MateriAlZ Seminar: Lane Martin
Friday, March 3, 2023, 10:45 a.m., MST
Lane Martin
Chancellor’s Professor and Department Chair
Materials Science and Engineering
University of California, Berkeley
"Ferroic Complex Oxides for Next-Generation Applications and Devices"
Zoom link | Passcode: 10810
MateriAlZ Seminar website | YouTube | Twitter
Abstract
Complex-oxide materials possess a range of interesting properties and phenomena that make them candidates for next-generation devices and applications. But before these materials can be integrated into state-of-the-art devices, it is important to understand how to control and engineer their response in a deterministic manner.
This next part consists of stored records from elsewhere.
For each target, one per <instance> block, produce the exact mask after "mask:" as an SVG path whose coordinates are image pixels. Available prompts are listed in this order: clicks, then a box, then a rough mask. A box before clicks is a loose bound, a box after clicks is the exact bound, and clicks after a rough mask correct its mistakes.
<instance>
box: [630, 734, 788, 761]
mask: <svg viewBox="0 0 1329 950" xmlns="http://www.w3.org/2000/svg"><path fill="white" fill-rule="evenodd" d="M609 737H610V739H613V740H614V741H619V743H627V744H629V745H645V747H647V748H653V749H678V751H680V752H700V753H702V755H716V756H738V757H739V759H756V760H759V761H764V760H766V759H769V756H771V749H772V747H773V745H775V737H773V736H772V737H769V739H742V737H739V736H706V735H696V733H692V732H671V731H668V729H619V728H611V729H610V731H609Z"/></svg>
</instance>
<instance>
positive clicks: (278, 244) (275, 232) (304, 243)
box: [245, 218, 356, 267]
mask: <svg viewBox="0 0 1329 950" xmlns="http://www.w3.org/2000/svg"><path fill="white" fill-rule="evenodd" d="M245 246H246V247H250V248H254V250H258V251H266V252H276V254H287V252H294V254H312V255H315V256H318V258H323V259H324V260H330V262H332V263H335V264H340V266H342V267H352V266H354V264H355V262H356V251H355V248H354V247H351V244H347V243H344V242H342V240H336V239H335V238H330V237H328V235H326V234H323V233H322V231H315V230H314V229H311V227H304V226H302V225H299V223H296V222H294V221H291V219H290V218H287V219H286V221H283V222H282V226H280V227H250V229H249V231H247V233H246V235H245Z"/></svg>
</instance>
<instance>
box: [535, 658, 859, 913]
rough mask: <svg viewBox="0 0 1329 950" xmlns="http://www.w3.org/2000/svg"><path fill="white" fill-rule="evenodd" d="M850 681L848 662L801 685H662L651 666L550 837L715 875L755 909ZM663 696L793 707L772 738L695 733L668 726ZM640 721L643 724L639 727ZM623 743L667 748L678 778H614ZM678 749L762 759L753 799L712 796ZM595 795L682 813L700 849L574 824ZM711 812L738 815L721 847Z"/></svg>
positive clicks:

In this talk, Dr. Martin will discuss some of the state-of-the-art science, engineering, and utilization of complex ferroic materials and their potential for emergent order and phenomena that can enable new device function. He will explore the role of the epitaxial thin-film growth process and the use of epitaxial constraints to engineer a range of systems with special attention to ferroelectric and relaxor materials. In recent years, the use of epitaxial strain has enabled the production of model versions of these complicated materials and the subsequent deterministic study of field-dependent response. Here, he will investigate the potential of ferroelectric materials for nonvolatile,
ultra-low voltage memory and logic applications, the realization of multi-state/neuromorphic function, and even high energy density capacitive energy storage applications. Dr. Martin will try to introduce the listener to these complex materials and their potential for new applications – in effect working to motivate engineers to explore these materials. The discussion will range from the development of fundamental understanding of the physics that lies at the heart of the observed effects, to an illustration of routes to manipulate and control these effects, to the demonstration of rudimentary solid-state devices based on these materials.
Bio
Lane Martin is a Chancellor’s Professor and Department Chair at the University of California, Berkeley since 2021. He received his BS in MSE from Carnegie Mellon University in 2003 and his MS and Ph.D. from UC Berkeley in 2006 and 2008, respectively. Following his doctorate, he was a postdoctoral fellow in the Materials Sciences Division at Lawrence Berkeley National Laboratory. Lane has published >260 papers, his work has been cited >26,000 times (resulting in an h-index = 73; i10-index = 212), and he has given >165 invited/plenary/keynote talks during his career. Lane’s work has garnered a number of awards and recognitions including the Fellow of the ACS, APS, Defense Science Study Group, multiple-time Highly Cited Researcher, IEEE-UFFC Society Ferroelectrics Young Investigator Award, Robert L. Coble Award for Young Scholars from the American Ceramic Society, Presidential Early Career Award for Scientists and Engineers, NSF CAREER Award, Army Research Office Young Investigator Program Award, and others.